Routing is where LunarGate becomes useful. You can keep one stable client integration and decide at the gateway which upstream provider or model should serve a request.

Routing model

A route matches a request and produces a list of targets.

routing:
  default_strategy: weighted
  routes:
    - name: force-provider-openai
      match:
        path: /v1/chat/completions
        headers:
          x-lunargate-provider: openai
      targets:
        - provider: openai
          model: gpt-5-nano
          weight: 100
      fallback:
        - provider: deepseek
          model: deepseek-chat
          weight: 100

What can be matched

  • Request path
  • Request headers

A common pattern is to route by team, environment, complexity tier, or a forced provider header.

The request path is also the cleanest way to separate:

  • chat traffic on /v1/chat/completions
  • embeddings traffic on /v1/embeddings

Load-balancing strategy

The current default strategy is weighted balancing. Each target gets a weight, and the gateway selects between eligible targets accordingly.

Fallback behavior

If the primary target fails and the failure is retryable or terminal for that provider, the gateway can continue through the fallback chain.

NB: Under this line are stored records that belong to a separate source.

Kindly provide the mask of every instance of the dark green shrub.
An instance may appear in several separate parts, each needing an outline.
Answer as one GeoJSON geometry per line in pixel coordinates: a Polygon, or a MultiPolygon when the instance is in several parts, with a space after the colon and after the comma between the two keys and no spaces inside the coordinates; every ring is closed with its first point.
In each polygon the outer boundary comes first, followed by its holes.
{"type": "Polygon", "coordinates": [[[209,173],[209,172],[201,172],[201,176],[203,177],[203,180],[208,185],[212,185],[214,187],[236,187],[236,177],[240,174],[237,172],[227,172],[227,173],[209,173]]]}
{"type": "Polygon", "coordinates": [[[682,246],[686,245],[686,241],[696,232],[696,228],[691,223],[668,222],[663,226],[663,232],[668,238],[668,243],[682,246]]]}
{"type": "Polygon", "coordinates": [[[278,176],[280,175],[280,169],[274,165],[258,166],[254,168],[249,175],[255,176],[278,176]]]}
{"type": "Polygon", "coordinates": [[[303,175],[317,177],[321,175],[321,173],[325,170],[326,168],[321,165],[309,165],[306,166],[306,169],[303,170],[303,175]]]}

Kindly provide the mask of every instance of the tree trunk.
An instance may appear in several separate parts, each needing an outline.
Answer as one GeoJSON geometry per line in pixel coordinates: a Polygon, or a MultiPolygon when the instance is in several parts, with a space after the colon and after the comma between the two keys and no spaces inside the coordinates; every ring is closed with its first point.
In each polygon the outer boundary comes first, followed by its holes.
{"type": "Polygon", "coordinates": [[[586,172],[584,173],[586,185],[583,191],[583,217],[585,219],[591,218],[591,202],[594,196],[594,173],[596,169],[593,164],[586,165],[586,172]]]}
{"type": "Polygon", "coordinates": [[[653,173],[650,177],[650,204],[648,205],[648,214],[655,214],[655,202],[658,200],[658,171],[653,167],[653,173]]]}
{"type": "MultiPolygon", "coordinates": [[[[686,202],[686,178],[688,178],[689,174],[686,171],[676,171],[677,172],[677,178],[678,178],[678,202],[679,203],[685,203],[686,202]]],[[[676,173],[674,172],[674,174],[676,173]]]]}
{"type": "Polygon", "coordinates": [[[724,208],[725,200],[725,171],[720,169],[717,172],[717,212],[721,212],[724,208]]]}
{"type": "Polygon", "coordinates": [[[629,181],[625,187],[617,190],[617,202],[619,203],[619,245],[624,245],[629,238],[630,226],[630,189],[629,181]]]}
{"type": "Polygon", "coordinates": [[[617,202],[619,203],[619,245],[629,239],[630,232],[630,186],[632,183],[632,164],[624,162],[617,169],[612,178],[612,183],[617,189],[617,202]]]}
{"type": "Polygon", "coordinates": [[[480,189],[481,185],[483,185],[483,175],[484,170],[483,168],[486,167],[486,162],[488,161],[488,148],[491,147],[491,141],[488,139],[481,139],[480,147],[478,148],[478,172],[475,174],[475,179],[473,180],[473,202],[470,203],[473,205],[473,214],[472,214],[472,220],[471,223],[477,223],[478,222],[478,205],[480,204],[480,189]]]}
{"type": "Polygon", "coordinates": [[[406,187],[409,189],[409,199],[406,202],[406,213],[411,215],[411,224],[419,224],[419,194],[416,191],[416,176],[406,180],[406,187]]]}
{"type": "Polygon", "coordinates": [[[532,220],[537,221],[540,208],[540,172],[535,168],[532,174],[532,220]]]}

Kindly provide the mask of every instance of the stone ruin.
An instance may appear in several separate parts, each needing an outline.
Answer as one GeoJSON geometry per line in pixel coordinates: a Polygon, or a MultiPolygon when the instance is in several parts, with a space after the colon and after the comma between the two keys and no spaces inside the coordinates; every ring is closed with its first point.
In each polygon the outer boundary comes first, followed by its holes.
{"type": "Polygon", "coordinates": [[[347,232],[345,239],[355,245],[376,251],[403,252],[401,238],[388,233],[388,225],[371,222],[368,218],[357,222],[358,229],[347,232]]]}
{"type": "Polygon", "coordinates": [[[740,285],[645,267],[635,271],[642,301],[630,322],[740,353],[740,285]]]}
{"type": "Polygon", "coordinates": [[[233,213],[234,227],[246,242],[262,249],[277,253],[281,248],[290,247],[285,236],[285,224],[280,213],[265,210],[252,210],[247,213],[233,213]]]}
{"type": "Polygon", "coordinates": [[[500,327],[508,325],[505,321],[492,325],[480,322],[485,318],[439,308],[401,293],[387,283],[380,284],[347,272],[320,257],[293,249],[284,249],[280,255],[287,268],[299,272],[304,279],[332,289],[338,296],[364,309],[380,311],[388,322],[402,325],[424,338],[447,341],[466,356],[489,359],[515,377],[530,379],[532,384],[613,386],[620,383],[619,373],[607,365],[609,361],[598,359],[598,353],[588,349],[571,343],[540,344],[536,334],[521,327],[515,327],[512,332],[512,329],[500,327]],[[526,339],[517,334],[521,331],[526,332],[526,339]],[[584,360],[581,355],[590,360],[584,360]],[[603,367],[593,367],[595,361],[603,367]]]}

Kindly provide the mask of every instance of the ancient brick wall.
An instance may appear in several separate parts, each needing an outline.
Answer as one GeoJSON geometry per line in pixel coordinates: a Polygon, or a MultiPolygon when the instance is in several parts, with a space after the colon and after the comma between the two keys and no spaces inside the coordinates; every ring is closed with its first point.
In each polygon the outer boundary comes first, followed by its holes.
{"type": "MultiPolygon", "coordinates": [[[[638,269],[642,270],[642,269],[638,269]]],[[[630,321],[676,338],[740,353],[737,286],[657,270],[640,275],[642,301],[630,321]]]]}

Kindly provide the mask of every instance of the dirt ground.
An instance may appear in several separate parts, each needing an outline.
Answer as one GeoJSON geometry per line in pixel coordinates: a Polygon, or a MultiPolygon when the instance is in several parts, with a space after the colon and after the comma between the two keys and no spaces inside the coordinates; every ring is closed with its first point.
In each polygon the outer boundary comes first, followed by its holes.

Primary target -> retries -> fallback 1 -> fallback 2 -> error

Tool-aware routing

When a request includes tools or tool_choice, LunarGate can inject x-lunargate-requires-tools: true. That lets you steer tool-using requests to models that actually support tools.

Complexity-based routing

The config can score requests and emit headers such as:

  • x-lunargate-complexity
  • x-lunargate-complexity-score
  • x-lunargate-skill

Those headers can be used as route match inputs, which makes autorouting configurable rather than hardcoded.

Things to keep in mind

Tip

Put the more specific routes first. Header-based force routes and tool-capability routes should appear before general default routes.

Tip

If chat and embeddings use different upstream models, create separate routes for each path instead of trying to force both through one generic route.

Warning

If you reference a provider or model that is not configured, the route can match but still fail at execution time.